In order to feel better AND function better here are the 5 steps we take to address digestive issues:
- Remove: In this step, foods are removed from the diet that are common allergens, inflammatory and any foods that you as an individual know yourself to be sensitive to. Gluten, dairy products, soy, nightshade veggies (white potato, eggplant, bell pepper, tomato), legumes (peanuts and beans), processed foods, dyes, guar gum, and white sugar can all be inherently allergenic and inflammatory and exacerbate digestive issues. It is also important to remove any infections that may be present. This refers to an overgrowth of bad bacteria, yeast/candida overgrowth, and infection with parasites.
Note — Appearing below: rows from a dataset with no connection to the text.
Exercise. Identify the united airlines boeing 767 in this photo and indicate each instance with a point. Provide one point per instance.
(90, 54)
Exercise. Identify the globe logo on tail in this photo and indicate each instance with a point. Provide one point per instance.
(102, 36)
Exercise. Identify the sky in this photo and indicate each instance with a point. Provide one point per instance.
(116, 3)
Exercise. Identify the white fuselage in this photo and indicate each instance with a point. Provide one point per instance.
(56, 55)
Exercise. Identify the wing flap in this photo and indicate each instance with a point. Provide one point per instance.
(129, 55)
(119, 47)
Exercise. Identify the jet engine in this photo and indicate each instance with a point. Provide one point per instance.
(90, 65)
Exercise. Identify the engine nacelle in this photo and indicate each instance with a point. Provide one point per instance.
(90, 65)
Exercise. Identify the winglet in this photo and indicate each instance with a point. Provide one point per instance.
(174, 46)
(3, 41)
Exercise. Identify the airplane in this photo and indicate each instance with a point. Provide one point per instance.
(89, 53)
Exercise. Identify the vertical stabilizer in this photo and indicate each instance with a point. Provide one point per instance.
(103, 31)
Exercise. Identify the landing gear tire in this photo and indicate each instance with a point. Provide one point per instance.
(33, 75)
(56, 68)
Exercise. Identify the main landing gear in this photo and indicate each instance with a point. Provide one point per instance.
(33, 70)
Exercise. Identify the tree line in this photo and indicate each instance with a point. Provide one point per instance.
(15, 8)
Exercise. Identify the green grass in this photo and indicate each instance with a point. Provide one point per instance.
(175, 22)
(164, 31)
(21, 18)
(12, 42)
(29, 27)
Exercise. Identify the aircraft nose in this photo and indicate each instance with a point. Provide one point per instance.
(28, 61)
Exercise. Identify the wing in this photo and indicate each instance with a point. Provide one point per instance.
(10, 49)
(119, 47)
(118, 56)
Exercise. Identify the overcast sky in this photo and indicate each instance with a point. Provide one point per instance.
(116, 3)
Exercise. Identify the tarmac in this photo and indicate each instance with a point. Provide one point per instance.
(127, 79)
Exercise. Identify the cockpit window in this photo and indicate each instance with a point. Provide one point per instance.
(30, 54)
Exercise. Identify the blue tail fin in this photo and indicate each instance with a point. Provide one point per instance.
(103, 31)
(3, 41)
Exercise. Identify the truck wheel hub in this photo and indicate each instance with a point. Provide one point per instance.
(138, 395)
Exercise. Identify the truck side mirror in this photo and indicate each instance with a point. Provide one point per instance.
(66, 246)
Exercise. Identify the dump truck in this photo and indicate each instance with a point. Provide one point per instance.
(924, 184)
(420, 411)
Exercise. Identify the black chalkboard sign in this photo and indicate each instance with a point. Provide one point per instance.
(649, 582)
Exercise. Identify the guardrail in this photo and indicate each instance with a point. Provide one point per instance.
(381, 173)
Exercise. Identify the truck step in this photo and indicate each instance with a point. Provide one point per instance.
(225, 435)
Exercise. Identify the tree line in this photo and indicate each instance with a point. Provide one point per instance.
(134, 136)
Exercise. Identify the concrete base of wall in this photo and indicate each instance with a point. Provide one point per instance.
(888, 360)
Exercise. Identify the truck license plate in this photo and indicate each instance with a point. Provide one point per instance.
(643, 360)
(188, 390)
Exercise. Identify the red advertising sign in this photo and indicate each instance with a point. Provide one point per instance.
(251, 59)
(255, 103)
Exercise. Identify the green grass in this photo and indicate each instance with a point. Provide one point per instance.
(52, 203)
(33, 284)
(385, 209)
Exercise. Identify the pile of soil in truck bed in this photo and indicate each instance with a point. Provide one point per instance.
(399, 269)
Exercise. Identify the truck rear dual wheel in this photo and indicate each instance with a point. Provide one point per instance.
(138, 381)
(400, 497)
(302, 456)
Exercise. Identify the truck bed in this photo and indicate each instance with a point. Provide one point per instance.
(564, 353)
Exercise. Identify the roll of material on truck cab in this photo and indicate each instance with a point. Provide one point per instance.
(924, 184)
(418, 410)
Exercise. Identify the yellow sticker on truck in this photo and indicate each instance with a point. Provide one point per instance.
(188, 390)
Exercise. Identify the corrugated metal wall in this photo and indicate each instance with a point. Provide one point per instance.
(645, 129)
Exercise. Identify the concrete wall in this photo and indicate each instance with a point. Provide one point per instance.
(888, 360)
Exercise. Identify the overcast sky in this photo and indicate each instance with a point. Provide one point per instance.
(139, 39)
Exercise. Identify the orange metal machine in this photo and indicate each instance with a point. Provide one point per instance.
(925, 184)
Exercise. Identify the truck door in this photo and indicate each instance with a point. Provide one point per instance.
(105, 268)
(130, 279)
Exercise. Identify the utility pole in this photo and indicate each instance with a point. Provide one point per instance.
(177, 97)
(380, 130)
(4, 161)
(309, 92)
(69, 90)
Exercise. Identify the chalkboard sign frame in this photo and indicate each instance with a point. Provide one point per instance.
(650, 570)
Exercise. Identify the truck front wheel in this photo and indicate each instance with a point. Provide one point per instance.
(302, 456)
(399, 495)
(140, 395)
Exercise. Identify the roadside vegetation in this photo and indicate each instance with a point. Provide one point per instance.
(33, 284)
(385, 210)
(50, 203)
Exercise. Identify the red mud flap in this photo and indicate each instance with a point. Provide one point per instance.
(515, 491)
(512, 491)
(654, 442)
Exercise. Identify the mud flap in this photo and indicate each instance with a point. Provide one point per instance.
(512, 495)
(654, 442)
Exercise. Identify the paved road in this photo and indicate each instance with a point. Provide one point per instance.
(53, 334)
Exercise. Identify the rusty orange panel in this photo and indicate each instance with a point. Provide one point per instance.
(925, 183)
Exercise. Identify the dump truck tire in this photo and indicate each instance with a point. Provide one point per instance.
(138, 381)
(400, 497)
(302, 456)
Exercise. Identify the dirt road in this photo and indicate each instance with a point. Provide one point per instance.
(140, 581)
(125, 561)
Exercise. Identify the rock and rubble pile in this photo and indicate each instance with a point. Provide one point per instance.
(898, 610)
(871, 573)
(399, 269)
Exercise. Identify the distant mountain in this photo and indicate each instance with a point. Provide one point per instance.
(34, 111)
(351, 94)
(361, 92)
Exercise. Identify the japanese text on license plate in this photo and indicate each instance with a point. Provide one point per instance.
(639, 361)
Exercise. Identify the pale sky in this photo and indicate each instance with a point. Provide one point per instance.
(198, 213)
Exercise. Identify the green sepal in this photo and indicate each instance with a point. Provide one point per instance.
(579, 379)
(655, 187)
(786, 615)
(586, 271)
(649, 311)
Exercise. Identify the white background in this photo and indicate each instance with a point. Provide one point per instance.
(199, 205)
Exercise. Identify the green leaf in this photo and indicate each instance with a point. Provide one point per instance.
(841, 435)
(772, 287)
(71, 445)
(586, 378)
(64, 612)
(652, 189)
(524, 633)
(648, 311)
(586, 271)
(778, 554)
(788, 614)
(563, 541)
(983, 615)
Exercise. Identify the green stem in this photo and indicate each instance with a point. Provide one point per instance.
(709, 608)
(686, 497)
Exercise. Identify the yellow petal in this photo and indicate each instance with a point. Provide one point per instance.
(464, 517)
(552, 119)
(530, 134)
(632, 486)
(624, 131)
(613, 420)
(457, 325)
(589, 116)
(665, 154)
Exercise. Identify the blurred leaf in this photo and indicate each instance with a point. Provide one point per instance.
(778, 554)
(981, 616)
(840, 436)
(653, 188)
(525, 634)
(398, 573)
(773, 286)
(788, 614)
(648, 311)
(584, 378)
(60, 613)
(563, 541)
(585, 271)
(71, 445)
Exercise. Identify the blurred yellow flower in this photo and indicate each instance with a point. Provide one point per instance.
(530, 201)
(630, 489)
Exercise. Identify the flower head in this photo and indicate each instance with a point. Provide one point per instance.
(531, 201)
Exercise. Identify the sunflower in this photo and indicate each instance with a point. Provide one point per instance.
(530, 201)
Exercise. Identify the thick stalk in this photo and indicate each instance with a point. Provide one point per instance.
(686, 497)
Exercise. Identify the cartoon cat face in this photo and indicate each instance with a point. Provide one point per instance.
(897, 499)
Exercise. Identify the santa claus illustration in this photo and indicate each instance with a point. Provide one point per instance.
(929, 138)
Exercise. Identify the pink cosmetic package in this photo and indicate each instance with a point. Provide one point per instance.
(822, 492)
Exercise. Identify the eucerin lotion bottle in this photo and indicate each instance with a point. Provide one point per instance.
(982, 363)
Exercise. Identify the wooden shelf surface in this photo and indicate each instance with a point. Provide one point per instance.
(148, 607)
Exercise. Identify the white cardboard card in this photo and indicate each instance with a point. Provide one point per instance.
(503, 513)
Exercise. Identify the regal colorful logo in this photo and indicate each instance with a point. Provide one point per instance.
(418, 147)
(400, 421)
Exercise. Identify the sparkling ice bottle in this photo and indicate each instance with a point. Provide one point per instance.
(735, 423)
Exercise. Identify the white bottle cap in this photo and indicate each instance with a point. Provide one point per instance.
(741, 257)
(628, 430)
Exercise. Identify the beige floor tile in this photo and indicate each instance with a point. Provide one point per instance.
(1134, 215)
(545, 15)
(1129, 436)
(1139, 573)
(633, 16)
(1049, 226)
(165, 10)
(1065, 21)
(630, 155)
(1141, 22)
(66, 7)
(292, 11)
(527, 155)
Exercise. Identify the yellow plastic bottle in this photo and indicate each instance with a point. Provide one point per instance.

- Reinoculate: We may not like to think about it much, but we have four pounds of bacteria that live in our large intestine! The gut flora are crucial for digestive health and well being. They provide a variety of functions including nutrient absorption and assimilation, vitamin production, digestion of sugars and proteins, hormonal signaling, prevent colds, flus, and yeast infections, decrease inflammation, help protect against food poisoning, help protect against and modulate autoimmune conditions, break down and rebuild hormones and bile acids, help with optimal body composition ? even improve heart health. These guys are the unsung heroes of our GI tract and they can be used to help with virtually every GI complaint under the sun. The arch nemesis of healthy gut bacteria is antibiotic use. Whenever you take antibiotics, make sure you take probiotics alongside to replenish your good guys. In the supplemental form, probiotics help allay a variety of GI distress and are a cornerstone of an excellent gut restoration program.
- Replete: Next we want to spark digestive fire and replace nutrients or compounds that may be missing. Supplementation with a broad-spectrum enzyme for the duration of your restoration program will help increase digestive strength. Nutrients like the B vitamins, vitamin D, fish oil and selenium may be indicated. In those with a significant bacterial overgrowth, HCL is often helpful.
- Repair: This aspect of gut restoration is one of the most important and unfortunately the one most overlooked. The lining of the GI tract takes a beating in all GI disorders. Even though the lining regenerates itself every 3 days, if there is chronic, low-grade inflammation in the gut (present in virtually all bowel disease) will keep the lining compromised until the cycle of inflammation is broken. We begin to break the cycle of inflammation with the above-mentioned steps, and by healing the lining of the gut we close the deal. Using nutrients like glutamine, mucin, pectin and anti-inflammatory and slippery herbs like boswellia, okra, cat’s claw, slippery elm and licorice we begin to build up the lining of the intestine and break the cycle of inflammation for good.
- Restore: There are more nerve cells in between the lower esophagus and the anus than there are in the brain, spinal cord and peripheral nerves combined. There are more receptors for serotonin in the gastrointestinal system than there are in the brain. The term ?neurotransmitter? is a misnomer because more of these compounds act on the gut than the nervous system! This nervous tissue in the gastrointestinal tract is called the enteric nervous system, and is often referred to as the ?second brain? of the body. It even functions independently of the brain! As such, in issues of nervous stomach, irritable bowel syndrome and constipation, it is imperative to begin to retrain the nervous system of the gut to be calm and to move correctly. Utilizing relaxation techniques such as deep breathing, yoga and meditation can be very beneficial here. Using self-realization techniques and cognitive behavioral therapy can also help. Exercise on a regular basis is one of the best tricks for regulating the bowel. Supporting adrenal function is the last vital key in restoring digestive function.
This type of approach requires that all of these steps to be initiated simultaneously. I recommend at least 90 days of intensive gut restoration as outlined above. Any program can be tailored specifically to your needs as you discover more about yourself, your body and your own unique sensitivities and preferences.
The gastrointestinal system is a highly textured and multilayered web, with connections and interactions in all body systems. I highly recommend working with an educated practitioner to address any type of digestive malfunction.